Zitoni alla Norma (Pasta with Aubergines and Tomatoes)
This quick, easy and delicious pasta dish is from Francesco Mazzei's brilliant southern Italian cookbook, Mezzogiorno. It's the perfect midweek meal.
Introduction
‘Ziti’ means ‘fiance’ so it’s probably no surprise that this type of pasta is one of the main dishes served at weddings. Ziti are long, thin rectangular tubes, and zitoni (or penne candela as they’re also called) are their big brother – wider and more versatile as they’re big enough to be stuffed, or as the Sicilians do, made into pies or savoury pasta ‘cakes’. Pasta alla Norma is one of Sicily’s most famous recipes, made with several of the island’s sun-soaked riches – aubergine, tomato and basil. Supposedly the dish was named in the nineteenth century, when theatre director and writer Nino Martoglio tasted the sauce and was so impressed by it that he compared it to Vincenzo Bellini’s opera masterpiece, Norma. The reasons I return to this dish time and again are simple: my wife is Sicilian and my children love slurping zitoni so it keeps everybody happy. You need to buy dried pasta for this recipe, never fresh.
Ingredients
2 tbsp | olive oil |
1 | garlic clove, sliced |
8 | basil leaves, plus a few extra to garnish |
10 | tinned anchovy fillets, drained |
1 tbsp | capers |
250ml | Tomato Sauce (see below) |
400g | zitoni (or candele lunghe snapped in half) |
about 500ml | sunflower oil |
1 | aubergine, halved lenghtways,each half cut into 6 slices |
plain flour, to dust | |
2 tbsp | pecorino cheese |
2 tbsp | aged ricotta shavings |
For the Tomato Sauce: | |
300g | white onion, very finely sliced |
4 tbsp | extra virgin olive oil |
1kg | ripe good-flavoured tomatoes (preferably on the vine), roughly chopped |
2 | garlic cloves, roughly chopped |
20g | basil leaves |
sea salt |
Method
For the tomato sauce:
Put the onion into a saucepan with half the oil and let it sweat slowly over a low-medium heat for around 15 minutes until it's soft (do not allow it to colour). If it looks as though it might catch, add a splash of water to the pan.

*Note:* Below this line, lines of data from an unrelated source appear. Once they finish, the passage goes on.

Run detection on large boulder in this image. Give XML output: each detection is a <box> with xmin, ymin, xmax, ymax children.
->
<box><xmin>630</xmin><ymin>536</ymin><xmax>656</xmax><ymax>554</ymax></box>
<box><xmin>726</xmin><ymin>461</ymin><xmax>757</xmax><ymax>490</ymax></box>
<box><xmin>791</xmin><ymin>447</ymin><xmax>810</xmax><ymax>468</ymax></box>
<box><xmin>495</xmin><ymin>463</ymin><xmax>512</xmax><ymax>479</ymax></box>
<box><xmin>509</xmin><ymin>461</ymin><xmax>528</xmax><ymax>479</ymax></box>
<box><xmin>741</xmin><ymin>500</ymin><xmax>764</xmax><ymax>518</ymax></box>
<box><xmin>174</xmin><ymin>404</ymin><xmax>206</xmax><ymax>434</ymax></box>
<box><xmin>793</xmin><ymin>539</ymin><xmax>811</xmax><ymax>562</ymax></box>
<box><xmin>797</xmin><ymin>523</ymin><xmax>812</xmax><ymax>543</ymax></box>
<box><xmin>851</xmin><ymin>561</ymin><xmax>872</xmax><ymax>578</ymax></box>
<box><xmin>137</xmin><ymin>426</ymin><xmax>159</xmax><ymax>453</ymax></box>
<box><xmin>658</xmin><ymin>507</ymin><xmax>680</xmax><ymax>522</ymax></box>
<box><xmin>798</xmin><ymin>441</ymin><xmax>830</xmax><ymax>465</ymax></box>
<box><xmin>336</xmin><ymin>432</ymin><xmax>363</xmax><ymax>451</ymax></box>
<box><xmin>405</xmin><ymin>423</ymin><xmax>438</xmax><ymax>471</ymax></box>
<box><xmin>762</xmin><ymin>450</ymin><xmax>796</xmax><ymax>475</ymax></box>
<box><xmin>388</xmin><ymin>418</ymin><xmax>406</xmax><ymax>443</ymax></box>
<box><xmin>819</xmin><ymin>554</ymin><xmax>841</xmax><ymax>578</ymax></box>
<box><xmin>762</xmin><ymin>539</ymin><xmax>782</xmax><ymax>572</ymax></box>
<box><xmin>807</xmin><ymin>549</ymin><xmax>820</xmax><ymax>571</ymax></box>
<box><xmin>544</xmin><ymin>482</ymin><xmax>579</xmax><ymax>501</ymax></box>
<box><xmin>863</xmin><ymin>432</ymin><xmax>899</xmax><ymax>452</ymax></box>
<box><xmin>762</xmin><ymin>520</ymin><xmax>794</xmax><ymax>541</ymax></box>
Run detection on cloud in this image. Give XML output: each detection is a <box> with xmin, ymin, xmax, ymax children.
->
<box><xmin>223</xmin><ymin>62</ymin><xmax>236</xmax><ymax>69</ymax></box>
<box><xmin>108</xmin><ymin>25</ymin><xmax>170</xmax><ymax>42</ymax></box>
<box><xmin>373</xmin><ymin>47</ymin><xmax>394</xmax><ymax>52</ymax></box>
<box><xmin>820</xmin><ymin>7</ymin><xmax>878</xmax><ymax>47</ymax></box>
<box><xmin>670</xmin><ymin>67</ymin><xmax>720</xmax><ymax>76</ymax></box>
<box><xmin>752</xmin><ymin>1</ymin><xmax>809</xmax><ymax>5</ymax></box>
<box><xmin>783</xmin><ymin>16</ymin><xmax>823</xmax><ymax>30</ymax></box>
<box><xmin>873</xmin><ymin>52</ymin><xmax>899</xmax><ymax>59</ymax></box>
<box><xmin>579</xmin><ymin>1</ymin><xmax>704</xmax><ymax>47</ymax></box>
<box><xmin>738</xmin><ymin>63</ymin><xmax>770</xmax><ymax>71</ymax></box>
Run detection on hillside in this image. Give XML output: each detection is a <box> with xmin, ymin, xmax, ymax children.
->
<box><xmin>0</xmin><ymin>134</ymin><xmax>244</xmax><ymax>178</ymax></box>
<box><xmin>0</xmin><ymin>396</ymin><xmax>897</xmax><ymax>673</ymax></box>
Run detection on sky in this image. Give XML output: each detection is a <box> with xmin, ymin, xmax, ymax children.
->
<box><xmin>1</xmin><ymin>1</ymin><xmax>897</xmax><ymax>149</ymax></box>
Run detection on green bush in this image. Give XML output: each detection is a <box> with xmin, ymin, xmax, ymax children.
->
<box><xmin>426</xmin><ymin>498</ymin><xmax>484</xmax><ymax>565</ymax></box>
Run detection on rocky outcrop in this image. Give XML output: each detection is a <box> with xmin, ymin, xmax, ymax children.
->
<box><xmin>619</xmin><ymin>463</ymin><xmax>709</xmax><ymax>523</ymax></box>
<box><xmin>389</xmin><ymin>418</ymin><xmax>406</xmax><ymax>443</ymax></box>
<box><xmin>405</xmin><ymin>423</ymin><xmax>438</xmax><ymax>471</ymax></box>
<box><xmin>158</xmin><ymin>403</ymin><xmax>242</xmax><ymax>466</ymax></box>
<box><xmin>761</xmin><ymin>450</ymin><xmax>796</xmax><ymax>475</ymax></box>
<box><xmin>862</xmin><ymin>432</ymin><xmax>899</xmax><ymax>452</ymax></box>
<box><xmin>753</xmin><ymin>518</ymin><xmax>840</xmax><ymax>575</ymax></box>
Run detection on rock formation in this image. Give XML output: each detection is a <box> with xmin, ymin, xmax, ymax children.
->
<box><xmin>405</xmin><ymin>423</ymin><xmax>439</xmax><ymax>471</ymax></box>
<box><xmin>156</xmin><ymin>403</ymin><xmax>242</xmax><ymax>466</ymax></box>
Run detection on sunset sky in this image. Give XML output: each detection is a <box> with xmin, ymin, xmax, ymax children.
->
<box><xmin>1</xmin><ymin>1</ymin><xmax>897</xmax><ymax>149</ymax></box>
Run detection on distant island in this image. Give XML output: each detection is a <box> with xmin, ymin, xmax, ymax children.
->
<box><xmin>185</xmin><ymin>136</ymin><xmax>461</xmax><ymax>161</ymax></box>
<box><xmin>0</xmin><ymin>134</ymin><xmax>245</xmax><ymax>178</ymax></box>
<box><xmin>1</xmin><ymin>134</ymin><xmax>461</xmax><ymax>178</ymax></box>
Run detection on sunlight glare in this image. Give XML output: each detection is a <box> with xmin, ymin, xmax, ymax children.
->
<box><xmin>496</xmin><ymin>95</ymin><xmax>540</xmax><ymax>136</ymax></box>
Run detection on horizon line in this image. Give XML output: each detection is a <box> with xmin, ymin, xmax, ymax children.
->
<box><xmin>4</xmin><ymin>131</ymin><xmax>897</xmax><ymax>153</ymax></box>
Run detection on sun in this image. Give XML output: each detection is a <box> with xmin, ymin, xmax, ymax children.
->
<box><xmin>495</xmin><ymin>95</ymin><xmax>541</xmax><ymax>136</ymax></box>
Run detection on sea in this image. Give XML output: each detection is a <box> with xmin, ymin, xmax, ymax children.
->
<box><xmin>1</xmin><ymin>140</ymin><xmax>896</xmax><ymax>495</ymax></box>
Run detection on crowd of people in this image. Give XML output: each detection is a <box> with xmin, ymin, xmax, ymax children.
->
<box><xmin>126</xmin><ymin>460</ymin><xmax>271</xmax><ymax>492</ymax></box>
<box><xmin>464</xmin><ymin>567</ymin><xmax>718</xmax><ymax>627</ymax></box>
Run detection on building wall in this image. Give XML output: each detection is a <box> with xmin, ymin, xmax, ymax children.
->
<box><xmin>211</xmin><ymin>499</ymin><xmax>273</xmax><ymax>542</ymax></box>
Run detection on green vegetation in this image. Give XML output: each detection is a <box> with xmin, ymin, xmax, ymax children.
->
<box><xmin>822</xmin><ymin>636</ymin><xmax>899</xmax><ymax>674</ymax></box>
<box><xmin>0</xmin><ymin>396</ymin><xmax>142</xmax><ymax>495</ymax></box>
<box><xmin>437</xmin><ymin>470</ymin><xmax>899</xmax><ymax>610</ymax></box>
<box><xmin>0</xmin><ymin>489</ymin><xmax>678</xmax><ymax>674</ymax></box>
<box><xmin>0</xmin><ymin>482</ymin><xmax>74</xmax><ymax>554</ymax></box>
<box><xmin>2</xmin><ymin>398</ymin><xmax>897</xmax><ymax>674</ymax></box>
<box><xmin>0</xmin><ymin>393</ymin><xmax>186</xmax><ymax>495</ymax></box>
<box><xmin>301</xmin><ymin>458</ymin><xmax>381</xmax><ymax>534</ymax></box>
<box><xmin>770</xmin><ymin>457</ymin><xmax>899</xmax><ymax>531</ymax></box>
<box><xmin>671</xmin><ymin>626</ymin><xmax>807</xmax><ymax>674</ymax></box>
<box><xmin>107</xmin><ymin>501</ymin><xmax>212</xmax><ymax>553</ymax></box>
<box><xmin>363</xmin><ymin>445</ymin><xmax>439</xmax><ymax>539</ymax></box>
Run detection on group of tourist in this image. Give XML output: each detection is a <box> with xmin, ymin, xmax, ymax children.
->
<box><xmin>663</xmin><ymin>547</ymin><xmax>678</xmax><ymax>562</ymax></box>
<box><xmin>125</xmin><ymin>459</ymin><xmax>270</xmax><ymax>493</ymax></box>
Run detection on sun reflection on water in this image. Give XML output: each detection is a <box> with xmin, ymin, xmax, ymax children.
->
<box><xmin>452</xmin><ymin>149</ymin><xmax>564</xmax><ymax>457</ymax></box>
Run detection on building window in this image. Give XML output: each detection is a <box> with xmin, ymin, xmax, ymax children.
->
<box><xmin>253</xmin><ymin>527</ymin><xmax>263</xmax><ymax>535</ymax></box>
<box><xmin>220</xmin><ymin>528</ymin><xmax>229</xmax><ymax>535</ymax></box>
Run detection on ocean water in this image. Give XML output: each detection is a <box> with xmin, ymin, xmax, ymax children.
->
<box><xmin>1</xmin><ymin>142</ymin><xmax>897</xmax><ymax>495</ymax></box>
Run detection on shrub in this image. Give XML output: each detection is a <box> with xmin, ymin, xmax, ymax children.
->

Add the tomaoes and season with salt. Leave to simmer over a low heat for about 45 minutes, unitl the tomatoes are thick and rich, adding a little water if the level of the liquid gets too low. Remove from the heat.
Put the remaining oil in another pan with the garlic and cook over a low-medium heat. When it's almost golden brown, add the basil leaves and stir. Pass the oil though a sieve into the cooked tomato sauce.
Whisk the sauce to break up the tomatoes. If it's too thick, thin it with a little water, ideall some pasta cooking water. Pass the sauce through a wide-holed sieve resting over a bowl, and use the back of a ladle to extract the smooth mixture. Check the seasoning and add more salt if necessary.
For the Zitoni alla Norma:
Place the oil in a saucepan over a medium heat and sweat the garlic until golden. Add the basil, anchovies, capers and tomato sauce and heat through, then keep on a low heat.
Cook the zitoni according to the packet instructions, until al dente, then drain, reserving 250ml of the cooking liquid.
While the pasta is cooking, heat the sunflower oil in a deep saucepan or fat fryer until it reaches 185ºC. Dust the aubergine slices with flour and fry the aubergines until nice and golden. Remove and drain on kitchen paper. It is important to coat the aubergines in the flour as this stops the oil getting to the flesh and prevents the aubergines going soggy.
Stir the pasta into the sauce with about a ladleful of the reserved cooking liquid. Mix well, add the pecorino, then divide between warmed serving bowls, top with the fried aubergine slices, then sprinkle over the ricotta and extra basil leaves.